Gloom Glimmer frowned, clenching her left hand into a fist, tightly enough it started to tremble. “Yeah… and we can’t… shouldn’t… just rely on mom, so-“
A new, yet all too familiar voice cut her off, reverberating through the artificial quiet Gloom Glimmer’s power had generated.
“I hope you don’t mean to finish that sentence the way I think you do,” the Dark spoke, as calmly as was possible when your voice sounded like a ghostly chorus.
Gloom Glimmer’s face brightened up, as she all but flung herself at him, wrapping her arms around what may have been his waist – it was hard to tell, with how formless his current appearance was – and made a gleeful squeal.
“Don’t think you being cute is going to distract me from the issue, young lady,” he continued, even as he hugged her back tightly enough she almost seemed to disappear into the shadows, and mussed her hair with one hand.
“I’m not trying to distract you! Just glad you’re ok,” she replied, stepping back after one more tight squeeze, combing her hair back with her fingers.
“You are glad that I am alright?” he asked, six glowing eyes growing incredulously wide as he bent over so much he nearly made a right angle, putting his face at the same height as hers. “You’re the one who’s been in danger, young lady!”
“That’s all part of wearing the cape!” she replied, looking up at him with a smile, looking positively re-energized. “Speaking of which, it seems like my powers are finally, properly, back.” She looked down herself, and Basil followed her gaze to see that she was levitating a step or so above the ground, in the center of a circle of swirling dust.

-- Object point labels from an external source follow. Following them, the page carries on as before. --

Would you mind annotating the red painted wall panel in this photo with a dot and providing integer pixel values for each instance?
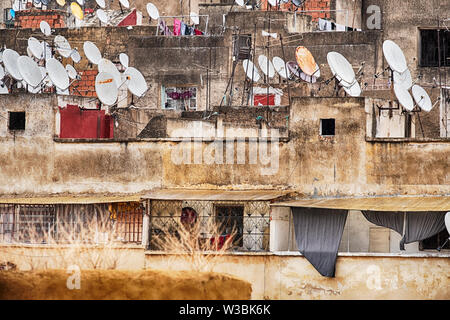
(77, 123)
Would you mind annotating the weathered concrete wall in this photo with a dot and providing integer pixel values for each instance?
(284, 275)
(345, 164)
(357, 277)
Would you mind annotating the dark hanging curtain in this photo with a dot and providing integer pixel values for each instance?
(318, 233)
(387, 219)
(422, 225)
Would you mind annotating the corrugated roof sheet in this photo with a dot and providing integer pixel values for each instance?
(416, 203)
(215, 195)
(71, 199)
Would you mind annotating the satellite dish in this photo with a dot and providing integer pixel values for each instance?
(394, 56)
(422, 98)
(77, 11)
(57, 74)
(45, 28)
(10, 62)
(47, 82)
(251, 70)
(280, 67)
(101, 3)
(266, 66)
(403, 79)
(63, 46)
(29, 70)
(195, 18)
(71, 72)
(46, 50)
(354, 90)
(102, 16)
(294, 69)
(3, 88)
(341, 68)
(403, 97)
(125, 3)
(124, 60)
(136, 82)
(447, 221)
(305, 61)
(91, 52)
(106, 88)
(107, 66)
(152, 11)
(75, 55)
(36, 48)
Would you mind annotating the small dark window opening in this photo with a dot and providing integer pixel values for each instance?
(435, 241)
(327, 127)
(16, 121)
(229, 219)
(429, 49)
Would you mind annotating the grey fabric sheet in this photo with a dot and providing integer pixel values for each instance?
(318, 233)
(422, 225)
(391, 220)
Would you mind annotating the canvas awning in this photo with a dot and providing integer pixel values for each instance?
(215, 195)
(70, 199)
(402, 204)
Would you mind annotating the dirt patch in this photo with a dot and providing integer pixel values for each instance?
(122, 285)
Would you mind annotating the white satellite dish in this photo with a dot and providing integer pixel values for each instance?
(107, 66)
(63, 46)
(266, 66)
(57, 74)
(195, 18)
(102, 16)
(394, 56)
(125, 3)
(47, 82)
(251, 70)
(106, 88)
(91, 52)
(10, 62)
(447, 221)
(280, 67)
(124, 60)
(101, 3)
(136, 82)
(75, 56)
(422, 98)
(71, 72)
(152, 11)
(45, 28)
(29, 70)
(403, 79)
(354, 90)
(403, 97)
(36, 48)
(294, 69)
(341, 68)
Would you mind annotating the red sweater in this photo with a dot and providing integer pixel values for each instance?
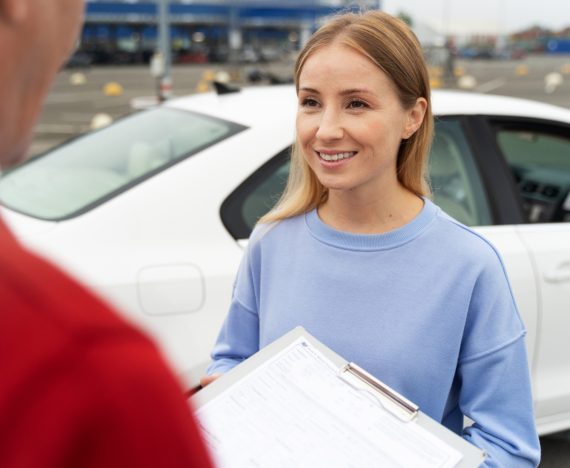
(78, 386)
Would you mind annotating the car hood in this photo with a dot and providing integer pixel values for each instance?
(25, 227)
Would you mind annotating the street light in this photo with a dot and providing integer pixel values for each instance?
(161, 61)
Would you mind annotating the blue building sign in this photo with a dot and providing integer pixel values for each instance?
(204, 30)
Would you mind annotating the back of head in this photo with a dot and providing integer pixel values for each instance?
(36, 36)
(391, 45)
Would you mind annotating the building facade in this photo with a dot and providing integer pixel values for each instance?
(125, 31)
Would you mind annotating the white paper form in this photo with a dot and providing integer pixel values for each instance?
(295, 411)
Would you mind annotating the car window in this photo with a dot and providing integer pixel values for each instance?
(84, 172)
(455, 182)
(540, 162)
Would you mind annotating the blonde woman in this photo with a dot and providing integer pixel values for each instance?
(357, 253)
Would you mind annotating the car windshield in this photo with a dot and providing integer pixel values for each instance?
(93, 168)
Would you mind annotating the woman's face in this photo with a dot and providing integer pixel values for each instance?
(350, 122)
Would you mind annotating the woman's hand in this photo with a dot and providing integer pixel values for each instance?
(208, 379)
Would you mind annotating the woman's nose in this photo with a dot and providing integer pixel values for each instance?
(330, 127)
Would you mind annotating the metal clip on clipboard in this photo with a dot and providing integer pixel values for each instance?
(391, 400)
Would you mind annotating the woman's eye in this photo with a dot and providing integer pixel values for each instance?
(309, 102)
(356, 104)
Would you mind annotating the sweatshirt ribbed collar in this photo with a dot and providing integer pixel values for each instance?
(388, 240)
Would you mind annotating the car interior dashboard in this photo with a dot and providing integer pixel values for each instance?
(545, 193)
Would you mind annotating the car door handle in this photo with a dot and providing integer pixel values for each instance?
(559, 275)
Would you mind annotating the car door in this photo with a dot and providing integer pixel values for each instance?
(538, 154)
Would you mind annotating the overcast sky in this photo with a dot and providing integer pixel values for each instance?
(484, 16)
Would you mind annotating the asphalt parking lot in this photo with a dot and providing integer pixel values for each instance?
(79, 96)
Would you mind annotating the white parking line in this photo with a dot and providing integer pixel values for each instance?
(491, 85)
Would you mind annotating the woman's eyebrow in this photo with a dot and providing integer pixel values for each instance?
(344, 92)
(356, 91)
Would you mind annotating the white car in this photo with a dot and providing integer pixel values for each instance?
(154, 211)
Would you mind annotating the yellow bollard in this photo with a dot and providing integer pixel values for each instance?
(112, 89)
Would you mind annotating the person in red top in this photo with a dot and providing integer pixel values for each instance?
(79, 387)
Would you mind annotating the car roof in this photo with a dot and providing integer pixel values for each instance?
(251, 105)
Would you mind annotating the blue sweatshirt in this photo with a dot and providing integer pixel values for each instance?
(426, 308)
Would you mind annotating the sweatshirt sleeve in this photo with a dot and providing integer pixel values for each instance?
(497, 397)
(239, 336)
(494, 374)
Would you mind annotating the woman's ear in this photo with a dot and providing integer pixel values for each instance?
(415, 118)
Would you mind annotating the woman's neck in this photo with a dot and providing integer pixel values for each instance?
(347, 212)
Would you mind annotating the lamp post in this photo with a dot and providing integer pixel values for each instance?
(161, 62)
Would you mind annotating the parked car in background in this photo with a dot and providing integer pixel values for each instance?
(154, 211)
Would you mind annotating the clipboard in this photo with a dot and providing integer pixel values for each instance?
(405, 411)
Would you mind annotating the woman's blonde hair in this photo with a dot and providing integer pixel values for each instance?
(390, 44)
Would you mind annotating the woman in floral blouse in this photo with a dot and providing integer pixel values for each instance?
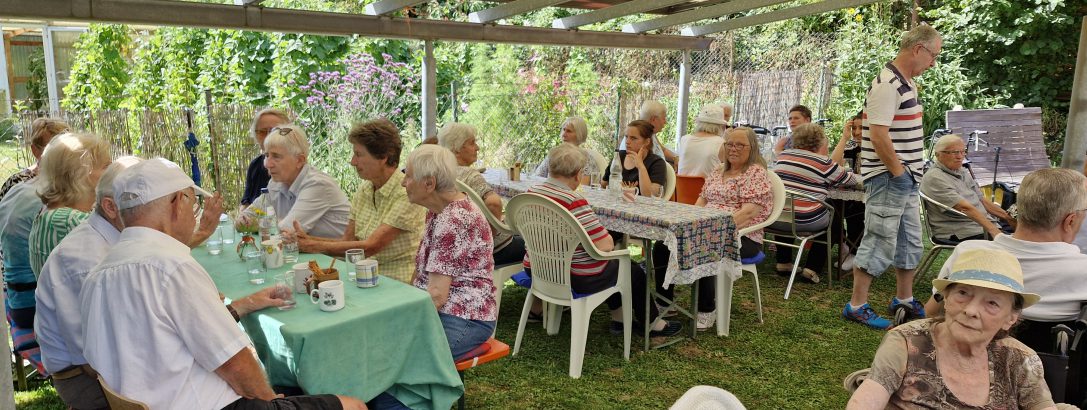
(741, 187)
(454, 261)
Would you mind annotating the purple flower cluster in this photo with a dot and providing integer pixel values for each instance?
(363, 86)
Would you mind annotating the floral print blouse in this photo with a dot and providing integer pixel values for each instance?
(906, 365)
(728, 195)
(458, 243)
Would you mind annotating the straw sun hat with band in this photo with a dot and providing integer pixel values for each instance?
(990, 269)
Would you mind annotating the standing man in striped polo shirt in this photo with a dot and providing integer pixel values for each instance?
(891, 168)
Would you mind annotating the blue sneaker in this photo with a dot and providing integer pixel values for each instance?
(865, 315)
(919, 310)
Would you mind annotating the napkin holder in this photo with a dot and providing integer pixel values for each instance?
(314, 280)
(515, 172)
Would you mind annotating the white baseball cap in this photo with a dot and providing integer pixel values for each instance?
(150, 179)
(711, 114)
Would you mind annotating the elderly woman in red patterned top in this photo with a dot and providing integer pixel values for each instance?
(454, 261)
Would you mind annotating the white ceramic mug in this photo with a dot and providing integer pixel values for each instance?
(273, 252)
(365, 273)
(301, 272)
(328, 296)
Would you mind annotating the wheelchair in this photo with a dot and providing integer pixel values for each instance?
(1064, 360)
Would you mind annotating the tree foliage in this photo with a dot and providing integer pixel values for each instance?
(100, 71)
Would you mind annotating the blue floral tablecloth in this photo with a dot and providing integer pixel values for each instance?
(702, 240)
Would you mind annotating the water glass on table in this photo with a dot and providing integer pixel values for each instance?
(254, 266)
(284, 283)
(595, 179)
(352, 257)
(215, 241)
(289, 247)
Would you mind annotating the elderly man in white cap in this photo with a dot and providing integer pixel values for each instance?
(153, 325)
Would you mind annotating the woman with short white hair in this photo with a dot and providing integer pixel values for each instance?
(41, 132)
(576, 132)
(298, 191)
(453, 262)
(699, 150)
(71, 166)
(460, 139)
(257, 175)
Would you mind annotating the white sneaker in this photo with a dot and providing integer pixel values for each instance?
(848, 263)
(706, 320)
(666, 311)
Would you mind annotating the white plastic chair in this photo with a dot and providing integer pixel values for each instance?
(708, 398)
(602, 163)
(938, 245)
(500, 274)
(788, 214)
(551, 235)
(725, 293)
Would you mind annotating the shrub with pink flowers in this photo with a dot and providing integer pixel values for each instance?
(364, 89)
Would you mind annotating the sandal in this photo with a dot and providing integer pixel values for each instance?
(809, 275)
(784, 269)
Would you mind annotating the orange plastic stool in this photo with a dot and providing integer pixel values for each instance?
(488, 351)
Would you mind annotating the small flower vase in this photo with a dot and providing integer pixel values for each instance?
(247, 245)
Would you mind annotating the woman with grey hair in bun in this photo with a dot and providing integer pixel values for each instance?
(257, 175)
(453, 262)
(576, 132)
(298, 191)
(461, 140)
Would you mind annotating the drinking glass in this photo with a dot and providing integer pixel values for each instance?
(254, 263)
(290, 251)
(215, 241)
(351, 257)
(283, 285)
(595, 179)
(227, 228)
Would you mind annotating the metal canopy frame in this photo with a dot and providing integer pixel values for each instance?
(250, 15)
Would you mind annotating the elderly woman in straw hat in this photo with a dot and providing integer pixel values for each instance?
(965, 358)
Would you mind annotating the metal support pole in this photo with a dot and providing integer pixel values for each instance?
(452, 100)
(429, 91)
(1075, 136)
(47, 41)
(5, 104)
(213, 143)
(684, 97)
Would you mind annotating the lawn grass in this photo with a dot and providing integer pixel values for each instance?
(796, 360)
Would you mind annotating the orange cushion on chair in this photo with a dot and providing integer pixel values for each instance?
(489, 350)
(688, 188)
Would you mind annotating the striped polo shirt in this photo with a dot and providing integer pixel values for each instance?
(582, 264)
(810, 173)
(891, 101)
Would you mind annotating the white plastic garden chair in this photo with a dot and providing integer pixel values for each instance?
(725, 298)
(551, 235)
(500, 274)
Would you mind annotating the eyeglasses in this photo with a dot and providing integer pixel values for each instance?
(934, 54)
(283, 132)
(736, 146)
(197, 201)
(959, 152)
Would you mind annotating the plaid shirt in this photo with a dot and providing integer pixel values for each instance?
(389, 206)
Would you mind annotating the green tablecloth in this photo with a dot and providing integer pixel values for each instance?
(386, 338)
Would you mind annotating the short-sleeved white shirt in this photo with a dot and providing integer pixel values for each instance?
(1053, 270)
(314, 199)
(698, 154)
(154, 327)
(57, 323)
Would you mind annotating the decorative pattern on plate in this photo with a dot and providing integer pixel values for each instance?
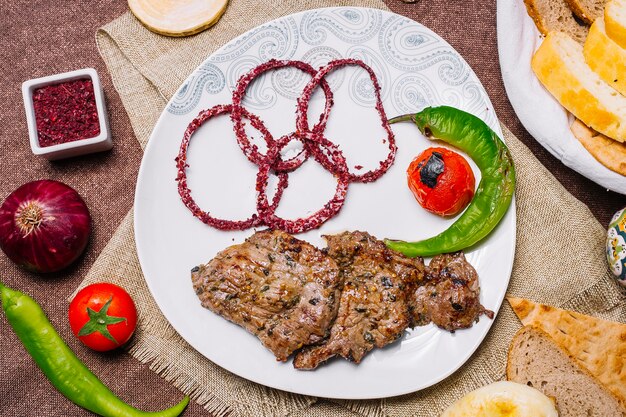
(277, 39)
(414, 92)
(361, 88)
(350, 25)
(411, 47)
(408, 59)
(289, 82)
(415, 68)
(208, 77)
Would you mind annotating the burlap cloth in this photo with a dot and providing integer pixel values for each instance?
(559, 249)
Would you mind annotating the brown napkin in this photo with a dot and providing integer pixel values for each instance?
(559, 255)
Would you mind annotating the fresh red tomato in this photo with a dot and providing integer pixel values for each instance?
(442, 181)
(103, 316)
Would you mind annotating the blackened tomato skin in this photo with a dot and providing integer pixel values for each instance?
(454, 187)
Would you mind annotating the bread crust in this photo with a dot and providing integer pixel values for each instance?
(615, 29)
(605, 57)
(597, 345)
(580, 11)
(542, 21)
(570, 87)
(609, 152)
(533, 328)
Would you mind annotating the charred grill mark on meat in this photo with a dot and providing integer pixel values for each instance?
(354, 295)
(374, 309)
(279, 288)
(450, 296)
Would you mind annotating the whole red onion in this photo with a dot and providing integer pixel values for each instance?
(44, 226)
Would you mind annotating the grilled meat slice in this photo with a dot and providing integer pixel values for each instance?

She raised her hand, and tiny motes of light in all colors of the rainbow began to dance between and around her fingers, seeming to somehow… suck in the light, the area immediately around their small group growing darker, even as the motes burned brighter.
“Irene, my sweet, don’t you dare go out there now!” the Dark stepped in, reaching for her hand with his own.
Gloom Glimmer pulled back, floating to put a few meters between them. “You know I can’t just stand by – I have to help mom. Wish me luck!” she replied, completely ignoring his protests, as she saluted Basil, and shot off towards the fight.
“No listen to m- why do you just ignore your father!” he shouted in exasperation, his hands disappearing in the shadows of his head, as if he was reaching past the wraith to pull on his hair. “Why’d you have to take after me so much!”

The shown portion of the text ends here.